Deux ministres se préparent à poursuivre un quotidien en justice

Deux ministres se préparent à poursuivre un quotidien en justice

Les deux ministres sont Mohamed Boussaïd et Aziz Akhannouch, respectivement chargés des finances et de l’agriculture. Le quotidien est Akhbar Alyoum et son directeur Taoufiq Bouachrine, et le motif serait l’attaque du premier contre les seconds dans l’affaire de l’article 30 du PLF. L’action en justice n’est pas encore engagée car pour cela, les deux ministres doivent avoir l’autorisation du chef du gouvernement, et c’est là que les choses se compliquent…

En effet, la règle veut désormais qu’avant d’aller en justice contre un organe de presse, un ministre doit obtenir l’aval de son chef ; or, dans cette affaire de l’article 30, Taoufiq Bouachrine semblait avoir pris « la défense » d’un chef du gouvernement passablement malmené par les événements et paraissant avoir un peu perdu pied.

Medias24 avait été le premier média à révéler que l’ordonnateur du fameux Fonds de développement rural et ses 50 milliards de DH allait devenir le ministre de l’Agriculture à la place de son chef du gouvernement, comme c’était le cas avant. Et ledit chef du gouvernement n’avait pas réagi, ni les deux ministres. Ces derniers n’ont en revanche pas apprécié le « doublon » d’Akhbar Alyoum (éditorial plus article en couverture) du 22 octobre, les accusant d’avoir fait « une entourloupe » au chef du gouvernement, qui n’en sort pas forcément grandi…

Aujourd’hui, les deux ministres doivent avoir l’aval de Benkirane pour aller en justice… s’il leur accorde, cela signifiera qu’il leur donne raison et que, en creux, il désavoue Bouachrine, dont il a pourtant réagi à l’article en créant un échange verbal tendu avec Akhannouch en conseil de gouvernement. Mais le journaliste appellera à la barre tous les ministres ayant assisté à ce conseil, et même Benkirane… Cela créera aussi une crise politique car une telle action en justice conduira les députés PJD à demander, exiger et obtenir que...

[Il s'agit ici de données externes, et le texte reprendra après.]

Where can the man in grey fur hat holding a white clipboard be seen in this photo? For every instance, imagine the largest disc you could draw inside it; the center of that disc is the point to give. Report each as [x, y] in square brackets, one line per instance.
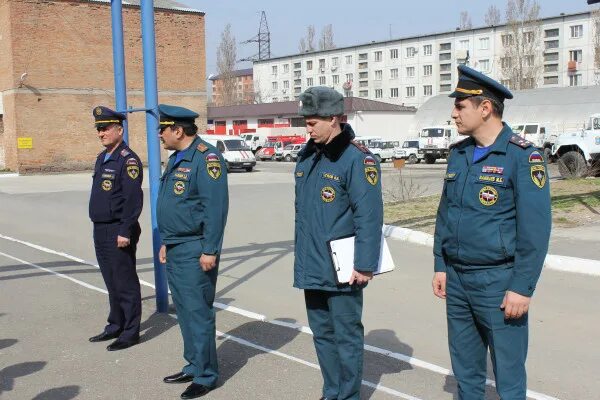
[338, 194]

le chef du gouvernement redevienne l’ordonnateur, ce qui serait un désaveu pou Akhannouch… d’où crise politique, sachant qu’on ne voit pas comment les deux ministres prouveront la diffamation sur des faits avérés.

Si, en revanche, Benkirane interdit ou dissuade les deux ministres d’ester contre Akhbar Alyoum, cela voudra dire en quelque sorte que soit il craint que cette affaire ne soit étalée dans la presse, soit que le média en question avait en quelque sorte raison.

Les deux ministres ont agi avec précipitation car dans de pareilles affaires, et surtout quand les choses ne sont pas très éclaires, on se contente d’envoyer un droit de réponse sans prendre le risque d’aller en justice, puis on attend que les choses se tassent. Car il y a le risque de grand étalage, et le risque est encore plus grand lorsqu’on a en face un journaliste qui défend sa crédibilité et qui est prêt à aller très loin pour ce faire, ou au moins pour en donner l’impression.

Dans les deux cas, les deux ministres n’ont pas été très bien inspirés d’attaquer, ou de vouloir attaquer, Taoufiq Bouachrine en justice car les choses vont aller encore plus loin et échapper à leur contrôle. Quant au journaliste, de plus en plus qualifié de « proche », voire « très proche » de Benkirane, il semble avoir « protégé » le chef du gouvernement plus que nécessaire, car il l’aura plongé dans le début de ce qui pourrait être une crise politique ou politico-judiciaire d’envergure.

Quand le pouvoir exécutif s’entrechoque avec le pouvoir médiatique, cela fait du bruit ; quand, en plus, le pouvoir judiciaire s’implique, cela fait de grands éclats… voire éclaboussures. On dit souvent que quand la politique entre dans un prétoire, la justice en sort ; mais si elle reste et juge, alors c’est le pouvoir politique qui en sort affaibli.